Once again, it’s last week’s haul this week. And once again, it’s a small one:
- Countdown #47 of 52 (backwards), by Paul Dini, Sean McKeever, & Tom Derenick (DC)
- Jack of Fables #11, by Bill Willingham, Matthew Sturges & Steve Leialoha (DC/Vertigo)
- Welcome to Tranquility #7 by Gail Simone, Neil Googe & Stephen Molnar (DC/Wildstorm)
- Ms. Marvel #16, by Brian Reed, Aaron Lopresti & Matt Ryan (Marvel)
The blogosphere has been abuzz about Countdown, and the trend doesn’t seem to be good. The Invincible Super-Blog hates it (my preciousssss…), while Living Between Wednesdays thinks it’s okay. Meanwhile, Comics Should Be Good quotes Jerry Ordway on the darkening of Mary Marvel; Ordway was the architect of SHAZAM!’s most recent successful revival, and he isn’t wild about what they’re doing (and I can certainly see his point). Lastly, Comix Experience observes that orders at their store for Countdown are plummeting quickly.
I’m pretty much with Rachelle at LBW: It’s entertaining, it’s not as good as 52. But then, we’re only 5 weeks in, and I don’t reall the first 5 weeks of 52 being any great shakes, either. (BTW, I’ve heard rumors that Countdown will lead into something called Final Crisis, which is alluded to in the current JLA/JSA team-up. But if you think I believe the word “Final” will actually play true, then I’ve got an abandoned satellite headquarters to sell you…)
This issue of Jack of Fables is my last. It hasn’t found the balance of characters and storylines that Fables did, and this issue shows just how thoroughly unlikeable Jack is as a character, and why he therefore can’t really carry the series. Which is unfortunate, since it’s his series.
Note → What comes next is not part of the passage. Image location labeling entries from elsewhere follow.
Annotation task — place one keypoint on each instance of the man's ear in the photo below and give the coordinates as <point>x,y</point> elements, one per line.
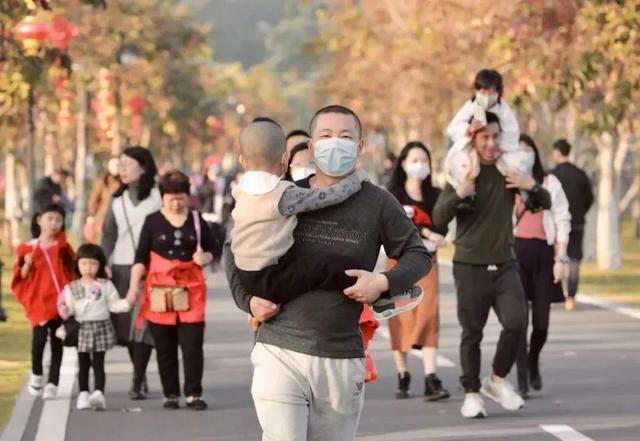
<point>243,162</point>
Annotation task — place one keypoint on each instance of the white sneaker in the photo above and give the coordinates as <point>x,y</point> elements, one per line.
<point>35,385</point>
<point>473,407</point>
<point>50,392</point>
<point>82,403</point>
<point>97,400</point>
<point>502,393</point>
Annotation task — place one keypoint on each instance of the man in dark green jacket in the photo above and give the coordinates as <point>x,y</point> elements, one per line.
<point>485,269</point>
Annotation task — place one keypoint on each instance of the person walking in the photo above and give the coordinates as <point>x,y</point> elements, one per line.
<point>541,240</point>
<point>136,198</point>
<point>309,368</point>
<point>410,183</point>
<point>577,188</point>
<point>485,270</point>
<point>175,245</point>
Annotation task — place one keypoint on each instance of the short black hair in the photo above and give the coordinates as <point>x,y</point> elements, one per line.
<point>336,108</point>
<point>49,208</point>
<point>91,251</point>
<point>487,79</point>
<point>266,119</point>
<point>174,182</point>
<point>538,169</point>
<point>143,156</point>
<point>563,146</point>
<point>297,132</point>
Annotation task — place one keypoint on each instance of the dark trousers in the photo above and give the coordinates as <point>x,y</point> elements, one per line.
<point>478,290</point>
<point>574,251</point>
<point>87,361</point>
<point>294,275</point>
<point>190,338</point>
<point>140,354</point>
<point>38,342</point>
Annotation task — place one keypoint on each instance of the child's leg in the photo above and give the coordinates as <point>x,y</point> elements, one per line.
<point>56,351</point>
<point>38,342</point>
<point>84,364</point>
<point>295,275</point>
<point>99,376</point>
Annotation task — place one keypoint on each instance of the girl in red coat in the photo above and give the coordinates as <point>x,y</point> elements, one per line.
<point>44,266</point>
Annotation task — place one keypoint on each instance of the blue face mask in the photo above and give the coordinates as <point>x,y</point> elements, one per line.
<point>335,156</point>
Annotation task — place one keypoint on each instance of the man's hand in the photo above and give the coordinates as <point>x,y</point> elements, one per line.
<point>467,186</point>
<point>263,309</point>
<point>368,287</point>
<point>559,271</point>
<point>515,179</point>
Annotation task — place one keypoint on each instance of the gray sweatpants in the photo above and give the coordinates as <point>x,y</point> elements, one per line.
<point>300,397</point>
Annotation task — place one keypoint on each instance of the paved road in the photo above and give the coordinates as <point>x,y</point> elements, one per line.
<point>591,373</point>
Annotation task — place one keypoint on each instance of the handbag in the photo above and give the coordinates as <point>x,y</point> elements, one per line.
<point>165,298</point>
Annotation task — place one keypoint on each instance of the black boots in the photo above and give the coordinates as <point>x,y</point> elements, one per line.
<point>404,380</point>
<point>433,390</point>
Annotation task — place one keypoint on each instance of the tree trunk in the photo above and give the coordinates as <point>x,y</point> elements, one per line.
<point>608,253</point>
<point>81,159</point>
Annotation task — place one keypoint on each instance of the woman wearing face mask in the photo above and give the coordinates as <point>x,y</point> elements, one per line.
<point>411,185</point>
<point>300,163</point>
<point>541,240</point>
<point>136,198</point>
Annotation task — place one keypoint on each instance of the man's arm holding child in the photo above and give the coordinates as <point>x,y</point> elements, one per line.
<point>296,199</point>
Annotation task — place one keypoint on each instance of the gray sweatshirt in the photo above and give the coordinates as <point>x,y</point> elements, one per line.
<point>324,323</point>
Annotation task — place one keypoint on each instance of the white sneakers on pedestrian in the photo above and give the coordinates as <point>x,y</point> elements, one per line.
<point>473,406</point>
<point>97,400</point>
<point>50,392</point>
<point>82,402</point>
<point>35,385</point>
<point>502,393</point>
I gave it a good try, but it doesn’t work for me.
It’s slowly sinking in that Welcome to Tranquility reminds me of nothing so much as Alan Moore’s enjoyable run on Supreme from a decade or so back: The old super-heroes in the present day, the new generation, the occasional old-style flashbacks to previous adventures, and the hint of kitsch in the characters’ catch-phrases. A deliberate homage? Hard to say, since Moore’s approach to superheroes and their legacies is pervasive in modern comics, between Watchmen, Supreme and Tom Strong. Tranquility is a little weird since its characters are so mostly pretty far afield of the archetypes we’re used to (well, that I’m used to), so there’s no real sense of nostalgia but there’s a strong sense that there should be.
I’m not really sure what to make of the total package: There are things I like, and things I don’t, and the whole is strange and off-beat, but doesn’t feel fresh or entirely satisfying. Is Simone just nutty in a different way from your typical comics writer (and since your typical comics writer is a man, the answer is probably “yes, and that’s a good thing”), or is Tranquility just an experiment that doesn’t quite gel? Maybe both.